Tornando al campo di battaglia ceceno, è chiaro che l'apocalisse alla quale assiste Kolima riguarda qualcosa che supera i confini delle aree del combattimento, un crollo che non riguarda soltanto la regione del Caucaso sconvolta dalla guerra ma che coinvolge ogni abitante della Russia: è un collasso sociale che si consuma su tutti i fronti e la guerra, per quanto sia la forma più cruenta e spietata, almeno consente a chi vi partecipa di rendersi conto della gravità del processo in atto. Chi resta nella “società pacifica”, anestetizzato da qualsiasi trauma e drogato dalla nuova euforia, è condannato alla leggerezza dell'ignoranza, confortato dal fatto di condividere una condizione che riguarda la maggior parte delle persone: sarà proprio questa posizione di minoranza a scatenare in Kolima la follia, una volta giunto a casa e resosi conto che la realtà sordida, dolorosamente scoperta e sofferta nel corso dei due anni di servizio militare, resterà un segreto incomunicabile.
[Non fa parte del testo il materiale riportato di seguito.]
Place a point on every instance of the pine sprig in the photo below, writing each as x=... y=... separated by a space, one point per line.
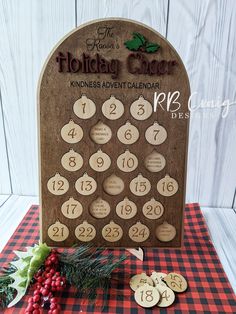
x=6 y=293
x=88 y=269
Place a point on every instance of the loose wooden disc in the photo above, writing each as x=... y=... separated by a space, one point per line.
x=84 y=107
x=126 y=209
x=176 y=282
x=153 y=209
x=157 y=278
x=127 y=161
x=113 y=185
x=72 y=132
x=72 y=208
x=128 y=133
x=100 y=161
x=139 y=232
x=99 y=208
x=58 y=232
x=58 y=185
x=72 y=161
x=141 y=109
x=155 y=162
x=86 y=185
x=156 y=134
x=140 y=186
x=147 y=296
x=165 y=232
x=167 y=296
x=112 y=232
x=85 y=232
x=167 y=186
x=112 y=108
x=139 y=280
x=100 y=133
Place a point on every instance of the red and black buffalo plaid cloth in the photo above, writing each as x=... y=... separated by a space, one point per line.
x=208 y=288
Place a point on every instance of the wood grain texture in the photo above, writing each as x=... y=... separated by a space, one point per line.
x=3 y=199
x=56 y=140
x=221 y=225
x=202 y=32
x=5 y=182
x=150 y=12
x=29 y=29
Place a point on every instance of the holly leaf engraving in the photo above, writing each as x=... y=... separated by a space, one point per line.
x=152 y=47
x=135 y=43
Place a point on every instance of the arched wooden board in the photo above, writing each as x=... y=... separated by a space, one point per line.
x=90 y=88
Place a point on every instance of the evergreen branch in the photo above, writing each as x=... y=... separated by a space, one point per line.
x=88 y=269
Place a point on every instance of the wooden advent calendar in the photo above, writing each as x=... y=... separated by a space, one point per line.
x=113 y=101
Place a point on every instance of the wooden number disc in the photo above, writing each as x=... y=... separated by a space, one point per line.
x=141 y=109
x=85 y=232
x=176 y=282
x=156 y=134
x=72 y=161
x=167 y=296
x=86 y=185
x=71 y=209
x=126 y=209
x=99 y=208
x=165 y=232
x=72 y=132
x=147 y=296
x=139 y=280
x=139 y=232
x=113 y=185
x=100 y=133
x=84 y=108
x=58 y=232
x=100 y=161
x=112 y=232
x=112 y=108
x=58 y=185
x=155 y=162
x=128 y=133
x=127 y=161
x=157 y=278
x=140 y=186
x=167 y=186
x=153 y=209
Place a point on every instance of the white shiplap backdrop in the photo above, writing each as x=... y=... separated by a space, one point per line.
x=202 y=31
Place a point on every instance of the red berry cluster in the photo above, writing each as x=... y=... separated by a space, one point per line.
x=48 y=281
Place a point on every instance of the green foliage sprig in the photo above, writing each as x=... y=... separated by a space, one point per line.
x=88 y=269
x=140 y=43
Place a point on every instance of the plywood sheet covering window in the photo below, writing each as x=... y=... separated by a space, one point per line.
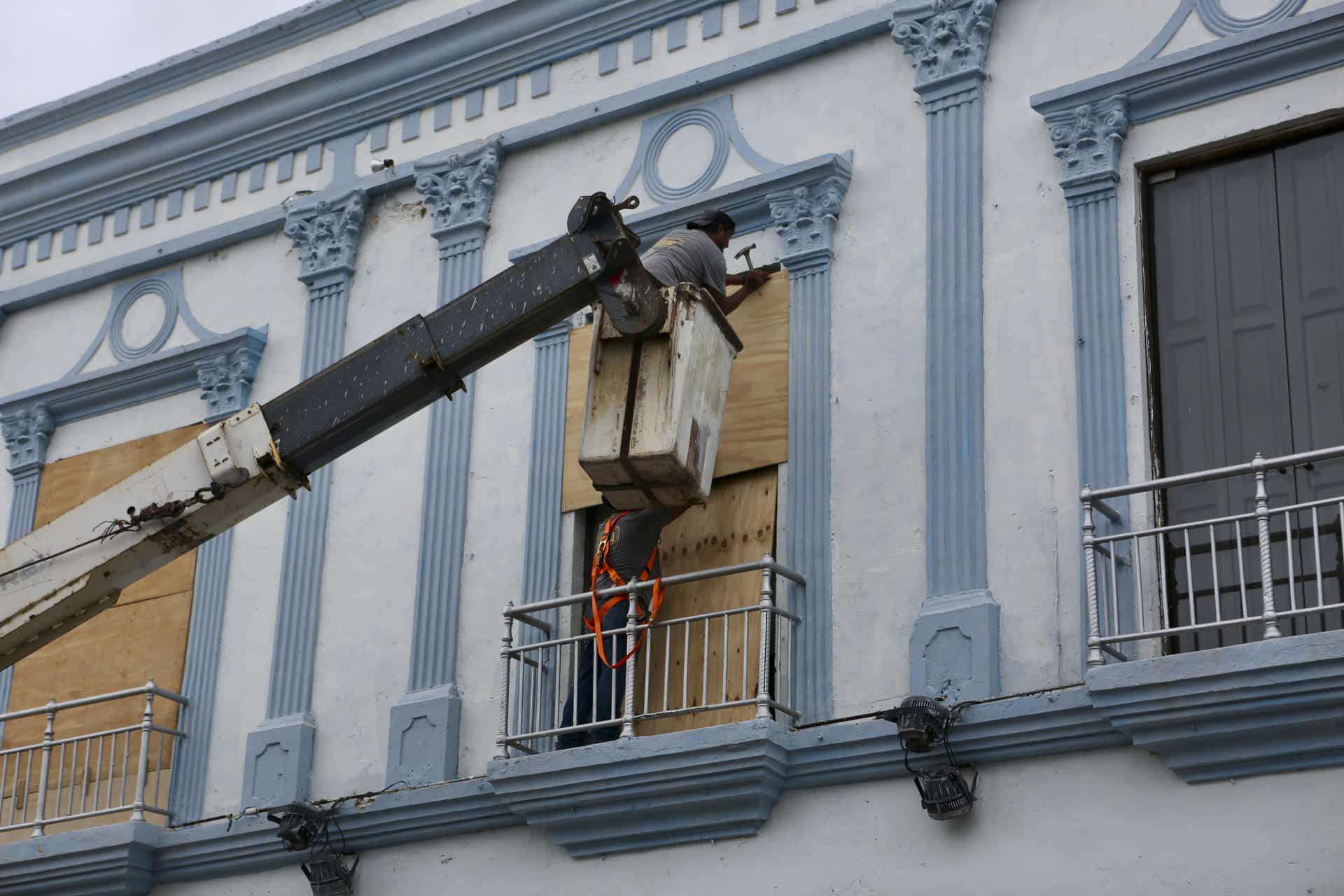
x=141 y=637
x=704 y=664
x=756 y=418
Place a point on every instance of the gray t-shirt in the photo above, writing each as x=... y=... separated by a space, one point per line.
x=689 y=257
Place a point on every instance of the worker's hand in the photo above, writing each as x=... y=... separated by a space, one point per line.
x=756 y=279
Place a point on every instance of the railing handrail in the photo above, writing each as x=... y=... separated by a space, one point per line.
x=104 y=697
x=1089 y=493
x=682 y=578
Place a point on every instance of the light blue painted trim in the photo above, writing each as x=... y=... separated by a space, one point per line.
x=643 y=49
x=662 y=780
x=475 y=104
x=698 y=81
x=1230 y=713
x=410 y=127
x=378 y=136
x=746 y=200
x=168 y=372
x=201 y=671
x=676 y=34
x=280 y=760
x=106 y=860
x=1222 y=69
x=711 y=23
x=326 y=232
x=393 y=76
x=260 y=41
x=540 y=81
x=718 y=118
x=507 y=92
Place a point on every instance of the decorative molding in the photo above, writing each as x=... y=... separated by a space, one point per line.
x=714 y=115
x=694 y=83
x=1241 y=64
x=955 y=641
x=425 y=723
x=949 y=41
x=27 y=431
x=654 y=792
x=260 y=41
x=1089 y=140
x=102 y=391
x=327 y=235
x=460 y=188
x=326 y=230
x=201 y=669
x=1230 y=713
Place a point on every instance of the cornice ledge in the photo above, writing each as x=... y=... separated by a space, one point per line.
x=689 y=786
x=1230 y=713
x=1210 y=73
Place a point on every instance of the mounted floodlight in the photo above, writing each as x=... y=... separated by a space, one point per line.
x=300 y=824
x=328 y=876
x=944 y=792
x=921 y=722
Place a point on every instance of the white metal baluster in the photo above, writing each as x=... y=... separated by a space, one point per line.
x=631 y=621
x=502 y=741
x=764 y=665
x=1212 y=564
x=1094 y=656
x=1241 y=571
x=1292 y=573
x=45 y=774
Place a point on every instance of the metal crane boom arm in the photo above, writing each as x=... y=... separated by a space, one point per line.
x=57 y=577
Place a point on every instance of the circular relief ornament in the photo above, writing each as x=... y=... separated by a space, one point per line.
x=718 y=156
x=121 y=348
x=1224 y=23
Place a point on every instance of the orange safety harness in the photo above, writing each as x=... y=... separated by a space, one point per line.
x=600 y=566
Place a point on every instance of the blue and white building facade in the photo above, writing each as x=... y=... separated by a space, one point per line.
x=961 y=195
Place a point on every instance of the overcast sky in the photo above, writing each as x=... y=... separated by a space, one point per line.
x=51 y=49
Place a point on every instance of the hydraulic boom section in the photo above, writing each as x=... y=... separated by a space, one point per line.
x=66 y=571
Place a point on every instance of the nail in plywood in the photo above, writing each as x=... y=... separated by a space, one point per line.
x=736 y=526
x=756 y=415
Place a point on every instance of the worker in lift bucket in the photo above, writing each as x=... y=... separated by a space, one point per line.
x=626 y=547
x=695 y=255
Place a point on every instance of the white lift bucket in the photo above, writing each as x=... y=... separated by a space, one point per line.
x=655 y=407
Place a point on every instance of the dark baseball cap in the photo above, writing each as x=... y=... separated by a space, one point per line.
x=711 y=218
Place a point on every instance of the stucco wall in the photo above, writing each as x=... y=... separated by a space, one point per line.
x=1104 y=822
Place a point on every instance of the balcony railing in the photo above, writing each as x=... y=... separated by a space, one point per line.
x=536 y=679
x=1242 y=577
x=88 y=776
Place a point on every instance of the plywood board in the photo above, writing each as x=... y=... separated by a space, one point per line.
x=736 y=526
x=756 y=418
x=143 y=637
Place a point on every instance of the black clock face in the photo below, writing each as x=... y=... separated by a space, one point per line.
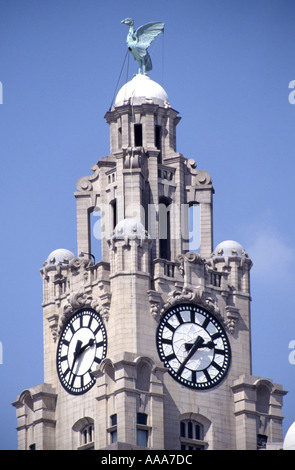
x=82 y=346
x=193 y=346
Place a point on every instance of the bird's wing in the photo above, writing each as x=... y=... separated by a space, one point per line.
x=146 y=34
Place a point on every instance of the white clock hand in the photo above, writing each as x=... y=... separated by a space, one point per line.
x=198 y=343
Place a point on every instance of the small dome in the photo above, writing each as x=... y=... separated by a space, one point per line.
x=129 y=228
x=141 y=89
x=229 y=248
x=59 y=256
x=289 y=441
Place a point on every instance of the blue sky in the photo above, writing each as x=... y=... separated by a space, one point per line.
x=226 y=66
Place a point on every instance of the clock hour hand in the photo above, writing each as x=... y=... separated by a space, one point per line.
x=76 y=354
x=209 y=345
x=89 y=344
x=196 y=345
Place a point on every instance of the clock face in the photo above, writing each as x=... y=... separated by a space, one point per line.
x=82 y=346
x=193 y=346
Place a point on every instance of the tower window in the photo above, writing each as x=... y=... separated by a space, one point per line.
x=191 y=433
x=87 y=434
x=138 y=135
x=142 y=430
x=261 y=441
x=164 y=230
x=120 y=137
x=113 y=429
x=158 y=141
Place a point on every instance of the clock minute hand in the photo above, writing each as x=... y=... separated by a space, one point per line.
x=199 y=341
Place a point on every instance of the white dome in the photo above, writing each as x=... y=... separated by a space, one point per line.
x=289 y=441
x=141 y=89
x=229 y=248
x=59 y=256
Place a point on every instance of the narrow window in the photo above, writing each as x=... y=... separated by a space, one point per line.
x=138 y=135
x=113 y=429
x=164 y=230
x=261 y=441
x=120 y=138
x=95 y=234
x=142 y=430
x=158 y=142
x=194 y=227
x=114 y=213
x=191 y=433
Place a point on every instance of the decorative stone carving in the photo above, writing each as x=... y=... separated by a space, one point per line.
x=132 y=157
x=232 y=316
x=197 y=296
x=85 y=183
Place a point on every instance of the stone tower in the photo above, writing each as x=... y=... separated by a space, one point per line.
x=146 y=334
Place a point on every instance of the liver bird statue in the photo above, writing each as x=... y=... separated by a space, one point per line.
x=138 y=42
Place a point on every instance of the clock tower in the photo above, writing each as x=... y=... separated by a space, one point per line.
x=147 y=327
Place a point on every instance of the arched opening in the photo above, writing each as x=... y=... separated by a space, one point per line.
x=164 y=229
x=194 y=227
x=95 y=233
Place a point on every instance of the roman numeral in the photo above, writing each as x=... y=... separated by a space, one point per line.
x=219 y=351
x=170 y=327
x=166 y=341
x=170 y=357
x=217 y=366
x=90 y=321
x=207 y=375
x=179 y=318
x=216 y=335
x=97 y=330
x=205 y=323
Uno dei momenti in cui si realizza l'illuminazione in Kolima e nei suoi compagni è quando sentono due ufficiali discutere dell'ordine costituzionale che, modificando il vecchio regolamento militare, impone l'esecuzione di qualsiasi direttiva giunga dall'alto anche se si tratta di un'azione criminale o, come in questo caso, sia un errore e comporti la completa distruzione delle truppe

coinvolte.

«Che merda amico...» ha detto il colonnello all'improvviso […]

- Quale merda? - ha chiesto Nosov, ben sapendo a cosa si riferisse l'altro. «Quel cazzo di ordine costituzionale...»

- Conosci il solo posto in cui l'ordine costituzionale ha valore? L'altro per un po' ha taciuto:

«No, non mi viene in mente...» - È semplice, vecchio, è il cimitero!

Sentire un discorso simile da due ufficiali era come sciacquarsi la faccia con l'acqua gelida; la mente cominciava a elaborare gli episodi vissuti nelle ultime ore e a vedere le cose in modo più semplice. Eravamo noi stessi a stabilire l'ordine costituzionale, l'ideale per il quale ci sentivamo pronti a perdere le nostre vite, l'ideale odiato da tutti noi... Ma sapevamo che in realtà questo ideale non esisteva. Almeno non per i nostri ufficiali, non per i nostri ragazzi, non per le famiglie degli scomparsi... Perché se un soldato è «scomparso» il governo non paga nulla né per il trasporto del corpo né per il funerale; uno scomparso può anche esser un disertore o un criminale che ha abbandonato il reparto ed è passato dalla parte del nemico. Ma erano pochi quelli veramente scomparsi, perché nei reparti grandi la maggior parte dei caduti veniva lasciata al suo posto. I corpi finivano nelle fosse comuni e nessuno li trovava più. È per questo che non avevamo rispetto per l'ordine costituzionale. Perché sapevamo che non esisteva nessun ordine, tutta la Patria era precipitata nel caos.